Jherek stood by and watched, feeling at a loss that he wasn’t able to join the coming battle. If it came to that, he amended. He felt his sword already in his hand, though, hard and sturdy.

Khlinat thumped up beside him, his breath ragged from the effort. He carried two hand axes and scowled at the approaching line of ships. “Yonder blows an ill wind, I’ll wager.”

Jherek didn’t disagree.

“At least them’s good, honest pirates and not them scaled, blackhearted devils what’s got the taste for man flesh.”

IV

4 Kythorn, the Year of the Gauntlet

Glancing around the harbor, Jherek saw that most everyone nearby had spotted the black-sailed cargo ships. The vessels still ran dark, carrying no lanterns at all.

“Gives a man the shivers,” Khlinat said, “them running in the black. Heard stories of the seas giving up their dead upon occasion, lifting ships up from the bottom and crewing them with corpses out to sacrifice them to dark gods thought long lost.”

A crowd started to gather along the dock. Men brandished weapons. At the far end of the dock on the eastern side a barge towed across the huge chain that was used to block the harbor against unwelcome ship traffic. The massive links glinted in the moonlight and torchlight as they twisted and trailed through the water.

Even as the barge got the chain up across the mouth of the harbor and the watch ships closed on the black-sailed vessels, a gray cloud gathered suddenly and scudded in from the west like a heavy, fast-moving fog.
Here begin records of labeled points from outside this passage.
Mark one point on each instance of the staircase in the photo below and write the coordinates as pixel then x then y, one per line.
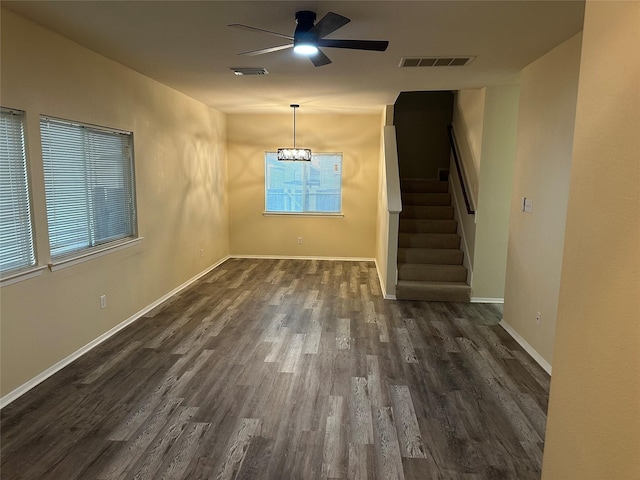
pixel 429 256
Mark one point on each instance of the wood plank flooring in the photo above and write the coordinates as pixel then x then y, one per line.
pixel 288 369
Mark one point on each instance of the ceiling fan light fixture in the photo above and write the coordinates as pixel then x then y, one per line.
pixel 305 49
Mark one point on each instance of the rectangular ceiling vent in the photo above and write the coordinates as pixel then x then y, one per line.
pixel 435 61
pixel 240 71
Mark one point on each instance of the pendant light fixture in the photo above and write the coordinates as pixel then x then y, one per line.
pixel 294 154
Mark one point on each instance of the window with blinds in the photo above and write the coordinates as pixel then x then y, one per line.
pixel 89 185
pixel 16 235
pixel 304 187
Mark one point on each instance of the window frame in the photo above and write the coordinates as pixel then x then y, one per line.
pixel 303 164
pixel 22 220
pixel 130 214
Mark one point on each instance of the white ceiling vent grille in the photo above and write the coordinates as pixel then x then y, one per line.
pixel 435 61
pixel 240 71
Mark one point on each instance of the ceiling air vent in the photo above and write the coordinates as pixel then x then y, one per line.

The mass whirled and turned outward, continuing to spread as it came.

Jherek had seen plenty of fogs roll in from the sea while he’d lived in Velen, and he was certain this was no ordinary one. Before he could voice a warning, the sky exploded into harsh yellow flames that raced outward and dropped in sheets onto many of the ships in the harbor.

As the barge carrying the heavy harbor chain was about to reach the Seatower, a giant moray eel erupted from the water. Lantern light from the watch members aboard the barge illuminated the great creature. Nearly twenty feet long, though most of its body remained below the waterline, the moray eel was covered in thick, mottled, brown, leathery skin. Lighter spots showed along the broad chin under a mouthful of wicked incisors that overlapped its upper and lower lips in a cruel, merciless grin.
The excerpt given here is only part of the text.